Quando uma infecção comum se torna profunda: os riscos ocultos dos abscessos no pescoço

Principais sintomas

Você já parou para pensar que um simples dente inflamado ou uma dor de garganta persistente pode esconder um caminho perigoso para dentro do seu corpo? Na rotina da cirurgia de cabeça e pescoço, não é raro recebermos pacientes que acreditaram estar lidando com algo banal, mas que, em poucos dias, viram um pequeno incômodo se transformar em uma pressão insuportável na região cervical. É aqui que entramos no território das infecções profundas, onde o tempo é, literalmente, o fator mais precioso. O pescoço não é um bloco maciço de carne e osso. Para facilitar o entendimento, imagine-o como um edifício antigo, repleto de corredores e pequenos vãos entre as paredes. Esses vãos são o que chamamos de espaços fasciais — camadas de tecido conjuntivo que envolvem músculos, vasos sanguíneos, a traqueia e o esôfago. Em condições normais, esses espaços são virtuais, ou seja, estão colados uns aos outros. No entanto, quando uma bactéria (vinda de uma cárie profunda, uma amigdalite ou até um pequeno trauma na boca) consegue romper essas barreiras, ela encontra o caminho livre para se espalhar.

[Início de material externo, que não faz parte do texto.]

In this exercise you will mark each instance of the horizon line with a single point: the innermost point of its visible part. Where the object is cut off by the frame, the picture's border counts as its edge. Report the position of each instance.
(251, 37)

O grande perigo dos abscessos cervicais é que eles não crescem apenas para fora, onde podemos ver o inchaço. Eles costumam se expandir para dentro. Imagine o caso de um paciente jovem que ignora uma dor no siso. A infecção atravessa a raiz do dente e atinge o espaço submandibular. Em pouco tempo, a língua é empurrada para cima e para trás, dificultando a fala e a deglutição — um quadro conhecido tecnicamente como Angina de Ludwig. Se não houver intervenção rápida, essa coleção de pus pode descer pelo pescoço e chegar ao mediastino, a região onde fica o coração. É um cenário de extrema gravidade que exige uma abordagem cirúrgica imediata e precisa. Mas como saber se aquela dor é algo mais sério? Existem sinais de alerta que não devem ser ignorados. O primeiro deles é o trismo, que é a dificuldade ou impossibilidade de abrir a boca completamente. Outros sinais incluem a disfagia (dor ou dificuldade extrema para engolir), febre alta persistente, alteração na voz (que fica abafada, como se a pessoa estivesse com uma “batata quente” na boca) e um endurecimento palpável no pescoço que é extremamente doloroso ao toque.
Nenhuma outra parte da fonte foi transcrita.